My relaxed life of a student-tourist came to a sobering halt today with visits to the infamous "Killing Fields" and Tuol Sleng (S-21) prison.

During the reign of the Khmer Rouge from 1975-1979, nearly 2 million people--one quarter of the population--were killed in an organized and ruthless campaign of Maoist Communism that sought to create an agrarian utopia. The city of Phnom Phen (pop. 1.7 million) was forcibly evacuated to the countryside overnight. Dissenters were shot on the spot...the weak, the bedridden, and the elderly were simply left to die.

Once in the countryside, the Cambodian people were placed in agrarian "communes" and made to work day and night. Starvation and malnutrition were prevalent. Families were separated and personal belongings were confiscated in an effort to promote fear and reverence for "Angkar" (literally, "the Organization"); the nebulous government authority whose de facto leader was Pol Pot.
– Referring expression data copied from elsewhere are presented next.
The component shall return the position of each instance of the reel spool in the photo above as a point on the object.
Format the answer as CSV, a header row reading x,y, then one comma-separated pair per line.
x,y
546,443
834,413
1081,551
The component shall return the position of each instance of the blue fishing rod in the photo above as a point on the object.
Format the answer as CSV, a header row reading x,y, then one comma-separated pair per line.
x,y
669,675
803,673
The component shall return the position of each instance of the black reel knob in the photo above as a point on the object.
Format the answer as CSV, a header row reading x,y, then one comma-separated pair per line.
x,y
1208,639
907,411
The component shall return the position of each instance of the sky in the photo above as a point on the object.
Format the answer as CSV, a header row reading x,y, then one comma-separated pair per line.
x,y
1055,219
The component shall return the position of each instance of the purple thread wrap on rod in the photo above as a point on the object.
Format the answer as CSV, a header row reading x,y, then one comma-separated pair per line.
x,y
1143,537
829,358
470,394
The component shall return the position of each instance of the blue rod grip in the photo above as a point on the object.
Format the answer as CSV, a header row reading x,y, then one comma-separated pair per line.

The slightest dissent was met with swift retribution. Over 10,000 Cambodians were tortured and killed at Tuol Sleng prison, a former Phnom Phen high school turned nerve center for the Khmer Rouge's intelligence service. High ranking military officers, intellectuals, Buddhist monks, and political dissidents were often made to confess fantastic stories of subversion before being killed. Others were subjected to horrific torture methods whose only bounds were the limits of their torturers' imaginations.

Still many others were taken to the Killing Fields and summarily executed. Lacking bullets, victims were often dispatched with a blow to the head by readily available farming instruments--hoes, machetes, pick-axes. They were buried in shallow, mass graves that visitors today can still walk amongst...bones and clothing protruding from the dirt pathways.

It is both eerily morbid and refreshingly transparent the way that the Cambodian people have chosen to share these horrors with the outside world. It's as if, with each footstep among the mass graves and with each touch of the prison walls that once detained tortured souls, the country's wounds are healed. They are allowing us to mourn with them.